In this edition of This Week In Data, we discuss:
Exports declined in January and are largely stagnant YTD
Imports however continue to rise in high single digits
FDI Inflows into India remain weak
Bank credit growth has stabilised but LDRs are at all-time highs
Both Life and General Insurance sectors are seeing a slowdown
First, trade. Merchandise exports declined in January, the third consecutive month of decline. In January, they declined by 2%, taking the YTD (Apr-Jan) growth down to just over 1%. Essentially, India’s exports are stagnant this year. But this is largely a reflection of global trade. Global exports are also growing in the low single digits in the last few months.
Sectorally, a sharp decline in Petroleum products is the biggest drag on the exports. YTD petroleum product exports have declined by almost 25% YoY. Excluding petroleum, exports have grown by nearly 8% YoY. Gems and Jewellery exports have also declined almost 10% YoY and have been another key drag on total exports. Electronic exports continue to be the key driver of exports growing over 30% YoY YTD. India has exported electronic goods worth over US$30bn between Apr-Jan and electronic exports are now higher than Textile as well as Gems and Jewlery exports.
Imports however grew by 10% YoY in January and by 7% YTD. While petroleum exports have declined sharply YTD, Petroleum imports have increased by 6% YTD (in part driven by natural gas imports). Both electronics and machinery imports have also increased by ~10% YoY till January. While in percentage terms, Pulses have seen the fastest growth in imports in absolute terms by far Gold is the biggest driver of the growth in imports. Gold imports have grown 32% YoY till January (with over 40% growth in January) and almost 30% of incremental imports during Apr-Jan of this year are due to higher Gold imports! In the first 10 months of this year, Gold imports have totalled US$50bn! Higher prices driving down demand does not apply to Gold 😊
FDI Inflows continue to remain a worry. Gross FDI during the December quarter grew by less than 5% YoY. However, repatriation of existing FDI grew by over 50% YoY and consequently, net FDI received by India declined by over 50% YoY. And FDI by Indian companies is also growing. Till December it has grown by over 40% YoY and consequently, during the December quarter, there was a net outflow of FDI from India.
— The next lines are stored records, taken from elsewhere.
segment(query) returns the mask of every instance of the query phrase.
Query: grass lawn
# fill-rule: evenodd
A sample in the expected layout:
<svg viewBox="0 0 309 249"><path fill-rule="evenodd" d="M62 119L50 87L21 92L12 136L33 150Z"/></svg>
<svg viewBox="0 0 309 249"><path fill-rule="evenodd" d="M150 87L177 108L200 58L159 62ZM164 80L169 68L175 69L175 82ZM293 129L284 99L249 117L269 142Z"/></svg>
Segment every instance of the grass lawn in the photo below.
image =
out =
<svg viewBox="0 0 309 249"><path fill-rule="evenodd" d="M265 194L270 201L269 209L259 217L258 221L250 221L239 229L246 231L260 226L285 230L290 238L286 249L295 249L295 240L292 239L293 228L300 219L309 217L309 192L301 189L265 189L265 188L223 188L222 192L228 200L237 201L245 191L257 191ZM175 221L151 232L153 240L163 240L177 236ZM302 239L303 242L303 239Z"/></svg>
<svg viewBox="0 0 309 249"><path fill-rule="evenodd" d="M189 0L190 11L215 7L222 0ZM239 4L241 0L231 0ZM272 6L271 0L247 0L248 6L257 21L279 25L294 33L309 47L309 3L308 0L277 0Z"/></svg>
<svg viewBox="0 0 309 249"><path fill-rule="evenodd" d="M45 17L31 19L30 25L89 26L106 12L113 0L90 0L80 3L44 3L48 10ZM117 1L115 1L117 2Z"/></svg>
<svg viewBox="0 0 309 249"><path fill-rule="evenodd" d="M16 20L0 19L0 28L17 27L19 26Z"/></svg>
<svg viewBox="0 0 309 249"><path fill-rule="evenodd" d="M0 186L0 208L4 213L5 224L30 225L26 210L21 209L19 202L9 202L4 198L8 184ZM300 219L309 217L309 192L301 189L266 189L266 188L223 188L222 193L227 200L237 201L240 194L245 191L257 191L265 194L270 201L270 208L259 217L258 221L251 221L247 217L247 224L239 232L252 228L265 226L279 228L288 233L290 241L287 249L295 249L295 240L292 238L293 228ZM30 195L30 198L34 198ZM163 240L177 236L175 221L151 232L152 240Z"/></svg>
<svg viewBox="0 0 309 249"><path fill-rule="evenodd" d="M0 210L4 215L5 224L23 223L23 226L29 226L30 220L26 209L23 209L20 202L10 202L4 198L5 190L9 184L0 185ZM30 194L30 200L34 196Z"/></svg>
So while the focus remains on large FPI outflows, even FDI inflows continue to remain a concern.
After having decelerated sharply in the last quarter, credit growth has stabilised at ~11-12% in the last few weeks. Deposit growth too has moderated and has now settled at just over 10% YoY.
However, the Loan-to-Deposit ratio for the banking system has now increased to over 80%, the highest ever. There is thus very limited slack on bank balance sheets. In the context of government borrowings likely to increase next year (due to lower small savings inflows), this does suggest that core domestic liquidity is likely to remain tight in FY26…
The life insurance sector is seeing a sharp slowdown. New business premiums collected have declined for 3 consecutive months ending January and new policies issued have declined for 4 consecutive months. While most of the decline is due to LIC, new policies issued by the private insurers have grown in low single digits in the last 4 months.
The general insurance sector is also seeing a slowdown. New premiums collected have grown in low single digits in the last 3 months and in single digits so far in FY25, down 5ppt from the growth in FY24. The health insurance segment is the key driver of this slowdown growing by just 2% YoY in the last 3 months.